There can’t be many classic British family movies which feature Russian anti-tsarist writers exiled in Yorkshire. The Railway Children from 1970 is now re-released, as a curtain-raiser to a forthcoming sequel, The Railway Children Return, which will be set 40 years on and features Jenny Agutter playing a grownup version of her original character.

The original is robustly and adroitly directed by Lionel Jeffries, who also adapted the Edith Nesbit novel and it continues to exert its grip on our collective teatime imagination, due to its unworldly sweetness and gentleness and its forthright sense of decency – especially, maybe, that final scene where the children’s wrongly imprisoned father emerges from the steam on the railway platform, a moment as dramatic and mysterious as Omar Sharif galloping through the heat-haze in Lawrence of Arabia, to Jenny Agutter’s breathy delight: “Oh my daddy!”

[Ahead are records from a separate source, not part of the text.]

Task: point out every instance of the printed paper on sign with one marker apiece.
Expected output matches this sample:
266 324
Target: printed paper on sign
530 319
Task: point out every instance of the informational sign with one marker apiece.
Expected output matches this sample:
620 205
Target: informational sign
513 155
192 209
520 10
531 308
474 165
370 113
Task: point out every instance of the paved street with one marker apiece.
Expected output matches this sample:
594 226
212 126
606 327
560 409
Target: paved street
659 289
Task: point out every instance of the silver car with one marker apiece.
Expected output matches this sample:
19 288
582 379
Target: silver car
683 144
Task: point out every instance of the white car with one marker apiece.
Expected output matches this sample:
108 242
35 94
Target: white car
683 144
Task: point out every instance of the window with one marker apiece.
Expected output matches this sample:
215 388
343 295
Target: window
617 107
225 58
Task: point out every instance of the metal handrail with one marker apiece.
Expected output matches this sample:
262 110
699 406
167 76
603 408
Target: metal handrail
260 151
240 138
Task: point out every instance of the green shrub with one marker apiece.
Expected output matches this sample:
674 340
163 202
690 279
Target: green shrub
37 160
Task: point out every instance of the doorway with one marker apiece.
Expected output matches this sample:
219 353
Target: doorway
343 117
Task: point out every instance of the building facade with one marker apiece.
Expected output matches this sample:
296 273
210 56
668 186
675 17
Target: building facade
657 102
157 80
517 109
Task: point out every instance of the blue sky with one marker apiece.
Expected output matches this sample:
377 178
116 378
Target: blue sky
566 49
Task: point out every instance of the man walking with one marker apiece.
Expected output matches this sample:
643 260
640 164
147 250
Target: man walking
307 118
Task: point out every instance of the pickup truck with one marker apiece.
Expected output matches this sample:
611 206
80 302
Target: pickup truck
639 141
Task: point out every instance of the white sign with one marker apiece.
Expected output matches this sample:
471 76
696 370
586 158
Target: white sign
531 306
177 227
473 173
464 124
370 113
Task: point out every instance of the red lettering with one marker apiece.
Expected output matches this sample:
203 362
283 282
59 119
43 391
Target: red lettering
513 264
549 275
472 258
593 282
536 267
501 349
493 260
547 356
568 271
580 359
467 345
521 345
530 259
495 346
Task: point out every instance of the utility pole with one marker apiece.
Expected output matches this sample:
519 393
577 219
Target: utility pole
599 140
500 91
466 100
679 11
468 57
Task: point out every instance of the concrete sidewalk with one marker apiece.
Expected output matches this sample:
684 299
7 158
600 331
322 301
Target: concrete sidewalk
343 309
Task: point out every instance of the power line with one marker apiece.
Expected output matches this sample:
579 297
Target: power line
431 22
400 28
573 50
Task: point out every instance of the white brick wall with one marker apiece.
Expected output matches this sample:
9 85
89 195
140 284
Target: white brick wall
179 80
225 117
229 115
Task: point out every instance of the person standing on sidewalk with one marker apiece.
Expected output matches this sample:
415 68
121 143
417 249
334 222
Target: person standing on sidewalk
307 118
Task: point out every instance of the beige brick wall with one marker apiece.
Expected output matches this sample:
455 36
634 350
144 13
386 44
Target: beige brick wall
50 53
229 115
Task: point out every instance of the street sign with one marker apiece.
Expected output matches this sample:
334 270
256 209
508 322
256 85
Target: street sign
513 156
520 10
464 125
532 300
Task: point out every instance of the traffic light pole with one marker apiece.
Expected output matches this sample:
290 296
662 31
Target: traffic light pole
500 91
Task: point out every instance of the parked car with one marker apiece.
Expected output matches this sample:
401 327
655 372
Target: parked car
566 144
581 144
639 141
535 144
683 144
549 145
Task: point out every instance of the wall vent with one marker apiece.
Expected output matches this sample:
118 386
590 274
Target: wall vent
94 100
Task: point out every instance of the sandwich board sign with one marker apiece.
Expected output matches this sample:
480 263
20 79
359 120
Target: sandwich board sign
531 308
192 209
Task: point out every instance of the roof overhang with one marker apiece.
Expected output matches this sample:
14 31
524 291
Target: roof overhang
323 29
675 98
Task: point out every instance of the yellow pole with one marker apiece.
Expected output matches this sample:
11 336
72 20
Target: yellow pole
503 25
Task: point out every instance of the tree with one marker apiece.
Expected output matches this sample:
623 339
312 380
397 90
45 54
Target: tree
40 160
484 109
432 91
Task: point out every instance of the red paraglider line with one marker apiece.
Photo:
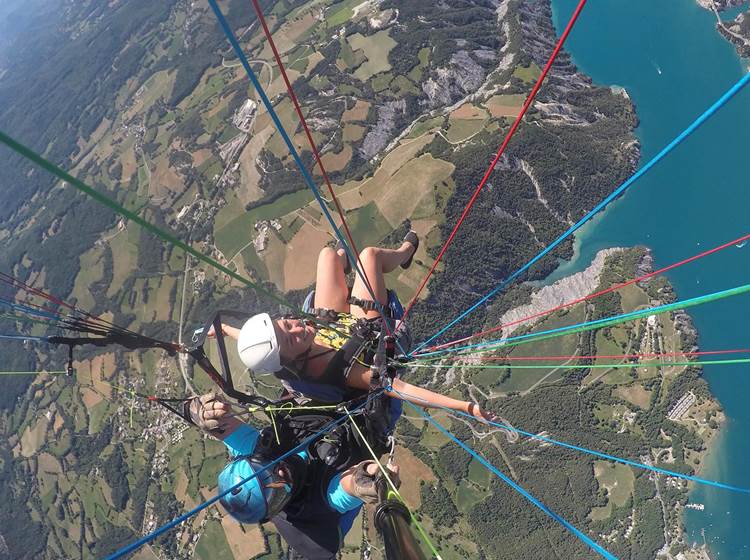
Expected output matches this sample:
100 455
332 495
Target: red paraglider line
614 357
500 152
737 241
311 141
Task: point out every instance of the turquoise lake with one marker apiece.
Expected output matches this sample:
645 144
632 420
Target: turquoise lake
674 64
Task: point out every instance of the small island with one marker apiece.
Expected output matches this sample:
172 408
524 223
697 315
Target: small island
736 31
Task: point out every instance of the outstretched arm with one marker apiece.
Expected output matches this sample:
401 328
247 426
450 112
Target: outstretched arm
359 378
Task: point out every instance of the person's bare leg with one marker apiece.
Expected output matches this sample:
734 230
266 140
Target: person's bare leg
331 290
376 263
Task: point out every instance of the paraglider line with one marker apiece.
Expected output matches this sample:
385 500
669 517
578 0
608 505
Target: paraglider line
706 115
295 155
591 325
167 526
587 451
500 152
587 366
597 294
585 538
310 140
608 356
50 167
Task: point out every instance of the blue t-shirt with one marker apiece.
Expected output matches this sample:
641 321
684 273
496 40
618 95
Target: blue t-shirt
243 441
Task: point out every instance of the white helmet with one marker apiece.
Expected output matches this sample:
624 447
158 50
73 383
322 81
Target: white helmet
257 344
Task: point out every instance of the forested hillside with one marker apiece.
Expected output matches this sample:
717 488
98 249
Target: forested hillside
408 102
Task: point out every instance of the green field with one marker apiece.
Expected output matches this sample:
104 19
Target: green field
240 231
527 73
368 225
340 13
479 474
618 481
376 49
522 379
381 81
467 496
213 543
461 129
423 126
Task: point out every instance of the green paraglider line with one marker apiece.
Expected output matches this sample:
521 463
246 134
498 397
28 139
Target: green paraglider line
586 366
587 326
32 372
50 167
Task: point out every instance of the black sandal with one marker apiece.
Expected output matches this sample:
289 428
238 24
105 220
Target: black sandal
412 238
348 267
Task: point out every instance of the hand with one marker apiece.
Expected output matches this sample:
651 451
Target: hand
368 478
485 415
209 412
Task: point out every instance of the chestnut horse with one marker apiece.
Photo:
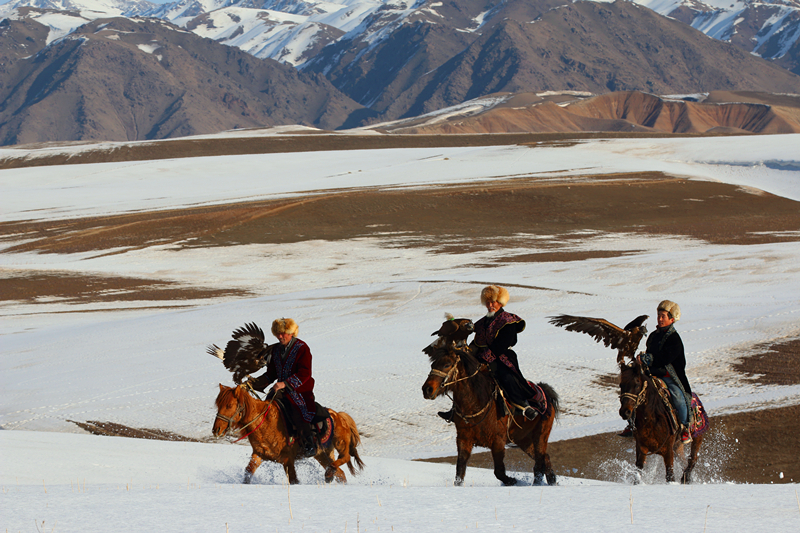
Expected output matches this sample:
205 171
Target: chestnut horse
479 418
651 420
262 423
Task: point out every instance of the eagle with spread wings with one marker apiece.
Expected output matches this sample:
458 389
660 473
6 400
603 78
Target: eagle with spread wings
245 354
452 333
625 340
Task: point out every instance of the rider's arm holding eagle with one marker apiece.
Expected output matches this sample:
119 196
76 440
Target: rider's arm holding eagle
624 340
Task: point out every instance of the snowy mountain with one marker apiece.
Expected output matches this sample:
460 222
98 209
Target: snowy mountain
293 30
769 29
392 59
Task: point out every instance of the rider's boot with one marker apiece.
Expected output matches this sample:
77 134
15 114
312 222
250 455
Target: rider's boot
531 411
448 416
308 439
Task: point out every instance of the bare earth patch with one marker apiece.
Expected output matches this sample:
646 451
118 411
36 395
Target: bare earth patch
71 288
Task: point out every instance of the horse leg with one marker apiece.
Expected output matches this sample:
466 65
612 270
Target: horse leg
252 466
464 451
498 454
686 478
291 473
542 468
669 461
640 459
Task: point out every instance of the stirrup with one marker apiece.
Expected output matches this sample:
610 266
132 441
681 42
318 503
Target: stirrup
448 416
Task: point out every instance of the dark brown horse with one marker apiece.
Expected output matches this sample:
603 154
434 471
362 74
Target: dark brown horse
651 420
262 423
480 419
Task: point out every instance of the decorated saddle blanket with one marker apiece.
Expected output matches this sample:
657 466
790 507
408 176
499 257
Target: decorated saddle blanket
700 417
322 423
539 397
504 405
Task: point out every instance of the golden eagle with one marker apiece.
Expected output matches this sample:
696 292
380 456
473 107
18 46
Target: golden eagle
453 333
624 340
245 354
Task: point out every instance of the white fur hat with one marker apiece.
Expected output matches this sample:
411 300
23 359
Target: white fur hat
672 308
493 293
285 325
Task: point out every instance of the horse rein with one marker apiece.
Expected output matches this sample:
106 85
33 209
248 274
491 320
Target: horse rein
239 409
453 372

Iain Cuthbertson is Charles Waterbury, the good-natured civil servant and genial paterfamilias who lives in upper-middle-class contentment in the London suburbs with his wife (Dinah Sheridan) and three children: Bobbie, played by Jenny Agutter, younger sister Phyllis, pertly played by the 20-year-old Sally Thomsett – the most glorious juve lead in British cinema history – and kid brother Peter, played by Gary Warren. When Charles is wrongly arrested and imprisoned for selling state secrets, the children and their mother have to move to a modest Yorkshire cottage where the mother apparently supports them by selling stories to London magazines – when one gets published they can have buns for tea. Freelance writers got paid quickly in those days.